The requirements for task blocks and function type annotations to support
spawning are another major limitation and are impractical for large code
bases. In Section 11.2 on "The task block statement", the draft states
"Determination of the associated task block is a hybrid process: lexically
within a function, and dynamically across calls to spawning functions." A
footnote on this sentence states "In Cilk, this determination can be done
entirely lexically. In OpenMP, this determination can be done entirely
dynamically." However, the draft's wording about associated task blocks, and
the requirement that all task spawn statements have an associated call block,
combine to require any function that contains an escaping task spawn statement
or calls such a function (and so on) must be a task spawning function. That
is, the function definition and all calls to the function must be annotated
with "_Task _Call". The main reason for this is that performant
implementations, based on the task-first task-stealing and stack tagging
approach taken by Cilk, require modification of the construction of the
call-site to function correctly when tasks can escape a function invocation.
This can actually be avoided by restoring CilkPlus's requirement that no tasks
can escape a function, but at the cost of even less control over
synchronization requirements.  Requiring annotations of every declaration and
definition for which tasks may escape significantly limits the ability to use
existing source code within CPLEX tasks, and further to invoke spawning
functions from legacy code that cannot change ABIs.

## Loop Hints

The loop hint parameters, which we believe are the one aspect that takes
inspiration from OpenMP, fail to deliver the capabilities of their OpenMP LOOP
construct counterparts.

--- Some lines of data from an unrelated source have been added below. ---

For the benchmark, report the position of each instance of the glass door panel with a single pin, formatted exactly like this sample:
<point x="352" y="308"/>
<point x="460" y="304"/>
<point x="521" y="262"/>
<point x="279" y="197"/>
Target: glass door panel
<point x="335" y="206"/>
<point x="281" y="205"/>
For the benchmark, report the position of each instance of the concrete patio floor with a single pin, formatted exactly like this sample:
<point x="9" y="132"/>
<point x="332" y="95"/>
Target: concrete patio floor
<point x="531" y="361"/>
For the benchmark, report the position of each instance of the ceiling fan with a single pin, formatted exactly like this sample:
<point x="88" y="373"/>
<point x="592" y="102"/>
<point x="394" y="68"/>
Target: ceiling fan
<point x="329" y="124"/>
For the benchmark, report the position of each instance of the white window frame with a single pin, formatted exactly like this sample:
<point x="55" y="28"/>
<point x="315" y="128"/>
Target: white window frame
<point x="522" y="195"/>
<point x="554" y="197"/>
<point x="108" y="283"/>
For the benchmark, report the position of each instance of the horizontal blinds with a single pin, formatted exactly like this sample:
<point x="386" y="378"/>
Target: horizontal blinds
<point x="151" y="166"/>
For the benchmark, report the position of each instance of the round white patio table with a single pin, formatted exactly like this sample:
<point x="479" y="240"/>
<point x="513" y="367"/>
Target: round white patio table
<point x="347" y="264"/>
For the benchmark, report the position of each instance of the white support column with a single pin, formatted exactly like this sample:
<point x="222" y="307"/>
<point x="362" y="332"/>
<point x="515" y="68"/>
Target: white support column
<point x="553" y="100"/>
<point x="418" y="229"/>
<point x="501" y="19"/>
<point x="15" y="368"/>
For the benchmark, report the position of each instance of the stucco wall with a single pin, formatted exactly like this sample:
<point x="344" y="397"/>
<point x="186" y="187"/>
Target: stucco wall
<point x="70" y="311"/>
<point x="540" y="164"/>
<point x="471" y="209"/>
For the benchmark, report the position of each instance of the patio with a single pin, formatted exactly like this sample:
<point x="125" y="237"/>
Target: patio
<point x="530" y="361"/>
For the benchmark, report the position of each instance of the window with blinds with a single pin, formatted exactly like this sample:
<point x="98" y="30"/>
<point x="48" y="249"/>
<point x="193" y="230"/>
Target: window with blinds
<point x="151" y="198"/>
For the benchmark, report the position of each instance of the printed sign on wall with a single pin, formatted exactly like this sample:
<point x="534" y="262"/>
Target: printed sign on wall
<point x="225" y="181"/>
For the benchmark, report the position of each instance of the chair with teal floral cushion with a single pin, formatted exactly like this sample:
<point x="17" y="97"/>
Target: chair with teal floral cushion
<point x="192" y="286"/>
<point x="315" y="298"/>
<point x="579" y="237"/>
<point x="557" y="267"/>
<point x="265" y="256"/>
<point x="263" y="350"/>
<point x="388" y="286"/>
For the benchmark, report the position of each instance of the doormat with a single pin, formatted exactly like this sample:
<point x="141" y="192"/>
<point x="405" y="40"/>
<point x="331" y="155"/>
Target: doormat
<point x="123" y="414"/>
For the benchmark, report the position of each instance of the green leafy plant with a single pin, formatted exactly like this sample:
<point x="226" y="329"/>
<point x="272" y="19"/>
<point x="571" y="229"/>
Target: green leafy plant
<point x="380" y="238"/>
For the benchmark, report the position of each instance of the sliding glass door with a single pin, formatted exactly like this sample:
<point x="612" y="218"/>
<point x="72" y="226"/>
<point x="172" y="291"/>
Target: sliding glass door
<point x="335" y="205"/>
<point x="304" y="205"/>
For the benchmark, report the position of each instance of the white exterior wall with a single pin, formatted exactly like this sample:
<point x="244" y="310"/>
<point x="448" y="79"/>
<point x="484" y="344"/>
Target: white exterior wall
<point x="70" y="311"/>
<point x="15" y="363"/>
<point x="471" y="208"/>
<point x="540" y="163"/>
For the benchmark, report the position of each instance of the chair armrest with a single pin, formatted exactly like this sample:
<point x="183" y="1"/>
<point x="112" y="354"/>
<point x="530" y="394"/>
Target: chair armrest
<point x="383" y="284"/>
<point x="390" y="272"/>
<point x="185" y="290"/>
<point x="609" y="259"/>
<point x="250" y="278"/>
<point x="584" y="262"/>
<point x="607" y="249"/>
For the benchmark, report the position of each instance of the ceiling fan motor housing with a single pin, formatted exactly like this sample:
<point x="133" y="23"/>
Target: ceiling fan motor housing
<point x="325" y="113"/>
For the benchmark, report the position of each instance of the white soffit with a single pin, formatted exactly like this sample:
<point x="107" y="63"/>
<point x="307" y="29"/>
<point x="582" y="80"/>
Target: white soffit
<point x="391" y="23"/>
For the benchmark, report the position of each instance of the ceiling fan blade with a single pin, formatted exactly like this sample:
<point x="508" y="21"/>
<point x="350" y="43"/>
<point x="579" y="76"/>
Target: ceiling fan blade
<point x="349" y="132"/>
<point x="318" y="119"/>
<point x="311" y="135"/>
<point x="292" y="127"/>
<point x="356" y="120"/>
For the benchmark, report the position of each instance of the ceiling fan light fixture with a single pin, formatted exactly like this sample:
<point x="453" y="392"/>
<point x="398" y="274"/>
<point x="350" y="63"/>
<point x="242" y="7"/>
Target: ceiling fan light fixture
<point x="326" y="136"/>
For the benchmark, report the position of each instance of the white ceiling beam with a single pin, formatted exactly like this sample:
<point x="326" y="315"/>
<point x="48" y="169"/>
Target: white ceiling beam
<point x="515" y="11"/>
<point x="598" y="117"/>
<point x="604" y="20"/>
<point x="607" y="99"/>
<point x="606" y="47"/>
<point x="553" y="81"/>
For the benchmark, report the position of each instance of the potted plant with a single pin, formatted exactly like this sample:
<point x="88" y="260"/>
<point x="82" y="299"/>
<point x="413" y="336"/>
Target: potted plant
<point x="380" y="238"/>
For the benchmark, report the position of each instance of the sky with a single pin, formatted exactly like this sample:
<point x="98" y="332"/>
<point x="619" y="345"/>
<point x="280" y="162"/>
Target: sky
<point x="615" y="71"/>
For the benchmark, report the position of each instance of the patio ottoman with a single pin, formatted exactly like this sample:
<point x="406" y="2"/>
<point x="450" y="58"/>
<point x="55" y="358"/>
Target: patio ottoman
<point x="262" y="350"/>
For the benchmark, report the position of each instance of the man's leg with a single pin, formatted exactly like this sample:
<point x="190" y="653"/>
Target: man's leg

These parameters are all "recommended" but provide the
programmer with no guarantees as to whether they will be honored.  In OpenMP,
these same "parameters" are required so that the programmer can tune code
performance reliably. The OpenMP community has found that the ability to
reason about the operations performed by the compiler and runtime are critical
to the programmer's success.

Even if the parameters are honored, they will frequently fail to provide the
desired tuning effect. For example, the num_threads parameter would normally
be a mechanism to avoid oversubscription in the presence of other models, but
does not appear to offer any guarantees to set a minimum or maximum. The
chunk_size parameter is similarly anemic -- it sets a maximum, which can be
honored by using one iteration per thread of execution, when the programmer
will frequently want to set a minimum number of iterations per chunk to
control the overhead spent on task creation, except possibly for the final set
of chunks.

## Conclusions

Even if one accepts the rejection of a thread-oriented model that it embodies,
the working draft does not represent a compromise between CilkPlus and OpenMP,
as we have heard some characterize it. The semantics defined in the working
draft are almost entirely CilkPlus or Cilk derived, with a modicum of some
OpenMP inspired syntax but lacking OpenMP's associated semantic requirements.
The proposal should be re-evaluated for its failure to draw more widely on the
large body of existing experience writing parallel programs both in OpenMP and
in broad variety of other models supporting C.

For these reasons, we believe the working draft should not be adopted as it
stands, and alternative mechanisms for exploiting parallelism and concurrency
in C should be sought. We hope you will find these observations helpful in
delivering a solution that meets the needs of wide range of applications and
the long term future of the C standard.